Although I was baptized as a baby in the Methodist Church, I’ve never officially chosen a denomination or even become a formal member of a church community. Up until a few months ago, I never even had a strong interest. Religion is a personal matter, why the need for a public display? Why don the label of any one denomination? Some of those thoughts come through for me in my father’s voice. He’s been a staunch atheist for as long as I’ve known him. Although he loves me and my mother (who’s every inch his intellectual equal), he can’t help but see our desire for faith as some misguided attempt to surrender our reason. That’s not the best soil for a seed to take root in, so I kept churches at arms-length for most of my life. In many ways, staying “nondenominational” is a great way to protect yourself from some of the less comfortable aspects of being a Christian in America. When a church takes a stand you disagree with or a scandal hits the news, it’s easier to protest: “I’m not one of those people.”
But I’m choosing to make Episcopalians, and Old St. Paul’s in particular, my people.

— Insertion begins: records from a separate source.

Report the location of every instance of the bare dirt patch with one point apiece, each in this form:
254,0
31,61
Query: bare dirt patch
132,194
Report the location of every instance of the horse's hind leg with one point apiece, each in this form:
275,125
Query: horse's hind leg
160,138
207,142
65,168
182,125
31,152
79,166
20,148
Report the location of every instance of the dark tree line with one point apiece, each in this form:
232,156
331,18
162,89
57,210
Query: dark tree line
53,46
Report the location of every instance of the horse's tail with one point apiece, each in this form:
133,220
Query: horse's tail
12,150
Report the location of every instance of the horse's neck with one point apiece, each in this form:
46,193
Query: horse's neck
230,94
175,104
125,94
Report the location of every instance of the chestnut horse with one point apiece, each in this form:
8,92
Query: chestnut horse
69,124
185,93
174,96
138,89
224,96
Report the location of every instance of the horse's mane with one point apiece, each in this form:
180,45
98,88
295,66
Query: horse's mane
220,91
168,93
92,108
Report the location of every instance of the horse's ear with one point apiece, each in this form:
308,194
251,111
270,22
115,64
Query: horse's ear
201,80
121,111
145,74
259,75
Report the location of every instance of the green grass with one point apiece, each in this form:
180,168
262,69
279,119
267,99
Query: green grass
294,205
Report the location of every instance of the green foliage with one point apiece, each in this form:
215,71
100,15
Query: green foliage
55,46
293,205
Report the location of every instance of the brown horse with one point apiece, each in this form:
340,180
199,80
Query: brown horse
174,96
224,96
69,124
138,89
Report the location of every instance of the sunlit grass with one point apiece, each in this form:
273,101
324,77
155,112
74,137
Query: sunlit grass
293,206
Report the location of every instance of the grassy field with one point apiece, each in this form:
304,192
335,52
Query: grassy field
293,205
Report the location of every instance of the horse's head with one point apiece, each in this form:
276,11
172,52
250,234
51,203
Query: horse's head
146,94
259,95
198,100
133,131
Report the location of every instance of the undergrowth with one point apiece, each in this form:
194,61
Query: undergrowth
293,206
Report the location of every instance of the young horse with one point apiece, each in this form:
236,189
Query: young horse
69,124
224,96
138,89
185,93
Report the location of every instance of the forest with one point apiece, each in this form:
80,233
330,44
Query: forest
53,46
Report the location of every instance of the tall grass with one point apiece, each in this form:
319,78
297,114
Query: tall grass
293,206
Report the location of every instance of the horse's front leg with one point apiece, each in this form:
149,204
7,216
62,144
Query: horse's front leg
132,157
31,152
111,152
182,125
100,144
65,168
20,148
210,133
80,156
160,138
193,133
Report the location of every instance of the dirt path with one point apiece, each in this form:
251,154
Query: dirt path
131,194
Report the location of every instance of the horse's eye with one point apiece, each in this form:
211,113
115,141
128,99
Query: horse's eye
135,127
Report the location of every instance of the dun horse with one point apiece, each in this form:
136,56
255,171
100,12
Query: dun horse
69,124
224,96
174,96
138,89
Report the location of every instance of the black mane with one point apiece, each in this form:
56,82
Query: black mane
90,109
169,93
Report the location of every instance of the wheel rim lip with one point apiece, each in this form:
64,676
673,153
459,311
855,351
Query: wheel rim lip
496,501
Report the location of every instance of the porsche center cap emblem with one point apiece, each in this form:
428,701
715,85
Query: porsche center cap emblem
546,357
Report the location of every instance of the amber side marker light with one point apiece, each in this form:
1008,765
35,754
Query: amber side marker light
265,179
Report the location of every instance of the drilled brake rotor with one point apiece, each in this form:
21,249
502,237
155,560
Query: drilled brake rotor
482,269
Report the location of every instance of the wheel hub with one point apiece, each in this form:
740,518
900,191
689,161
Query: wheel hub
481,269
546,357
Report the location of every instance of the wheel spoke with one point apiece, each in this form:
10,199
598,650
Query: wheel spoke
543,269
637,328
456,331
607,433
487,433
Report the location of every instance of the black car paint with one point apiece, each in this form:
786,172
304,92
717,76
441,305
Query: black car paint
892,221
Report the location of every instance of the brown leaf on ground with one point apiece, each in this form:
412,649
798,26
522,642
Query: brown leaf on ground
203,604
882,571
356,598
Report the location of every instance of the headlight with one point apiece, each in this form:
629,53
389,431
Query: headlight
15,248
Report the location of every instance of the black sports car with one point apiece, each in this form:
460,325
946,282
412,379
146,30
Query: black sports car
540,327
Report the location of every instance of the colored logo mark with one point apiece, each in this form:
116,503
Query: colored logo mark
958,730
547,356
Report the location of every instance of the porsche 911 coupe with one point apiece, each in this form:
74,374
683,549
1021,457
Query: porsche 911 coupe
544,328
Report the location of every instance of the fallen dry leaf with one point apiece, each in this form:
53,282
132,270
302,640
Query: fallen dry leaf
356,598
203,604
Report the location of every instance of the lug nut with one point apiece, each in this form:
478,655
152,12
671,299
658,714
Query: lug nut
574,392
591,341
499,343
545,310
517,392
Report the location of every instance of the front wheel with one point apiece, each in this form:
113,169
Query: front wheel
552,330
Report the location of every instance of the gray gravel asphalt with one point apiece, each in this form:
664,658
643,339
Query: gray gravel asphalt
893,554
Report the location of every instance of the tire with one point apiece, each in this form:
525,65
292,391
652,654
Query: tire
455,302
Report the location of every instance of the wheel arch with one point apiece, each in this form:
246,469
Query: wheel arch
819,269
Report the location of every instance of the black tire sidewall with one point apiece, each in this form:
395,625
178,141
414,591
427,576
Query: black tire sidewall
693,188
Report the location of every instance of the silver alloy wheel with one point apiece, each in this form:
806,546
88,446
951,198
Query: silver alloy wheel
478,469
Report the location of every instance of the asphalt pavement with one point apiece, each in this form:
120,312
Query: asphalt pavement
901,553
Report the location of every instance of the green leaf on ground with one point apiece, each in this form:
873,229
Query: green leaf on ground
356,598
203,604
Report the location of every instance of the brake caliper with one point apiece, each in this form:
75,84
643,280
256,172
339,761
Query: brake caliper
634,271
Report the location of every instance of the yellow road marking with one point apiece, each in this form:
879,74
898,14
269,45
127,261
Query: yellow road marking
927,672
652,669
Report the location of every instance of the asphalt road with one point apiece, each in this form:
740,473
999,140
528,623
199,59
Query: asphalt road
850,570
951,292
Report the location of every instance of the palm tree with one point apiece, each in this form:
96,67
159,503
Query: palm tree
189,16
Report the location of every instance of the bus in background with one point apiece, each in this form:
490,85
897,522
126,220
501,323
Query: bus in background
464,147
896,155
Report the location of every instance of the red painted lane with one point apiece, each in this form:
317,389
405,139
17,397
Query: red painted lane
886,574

My priests, The Rev. Mary Luck Stanley and The Rev. Mark Stanley, are helping me learn more about who these people are exactly. Through our weekly Forum series, we’re learning about the Episcopalian Church as an organization and as a faith community. In the next few weeks leading up to the Bishop’s visit in March, we will discuss topics ranging from Church hierarchy to the history behind the Book of Common Prayer to where the Church stands on social issues today. I feel tremendously blessed to have this information provided to me so openly, information that often feels buried either in the mystery of Tradition or the challenging language of the doctrine.
However, I believe I already know the most important facts about my new community. To paraphrase Mary, what binds Episcopalians together is our approach to learning about and practicing our faith rather than a strict set of beliefs. Back when I was church-shopping over a year ago, The Forum series had the greatest influence on my decision to start attending Old St. Paul’s regularly. In many ways, The Forum bridges the divide between my parents’ perspectives on faith by bringing intellectual rigor and curiosity together with faith. I could tell that this was a diverse community that really practiced what it preached. These were people committed to growing as Christians together.
In his Parable of the Sower, Jesus never specifies what types of seeds are being planted by the anonymous farmer. The seeds don’t have to be all alike. There’s room for the doubtful and the certain because we recognize that both have similar spiritual needs. We may not all grow into the same thing, but we do need some of the same nourishment. On March 22, I will make a public announcement, not of what I want to be when I grow up, but where I want to grow. How much luckier I am than a seed in getting to choose my soil.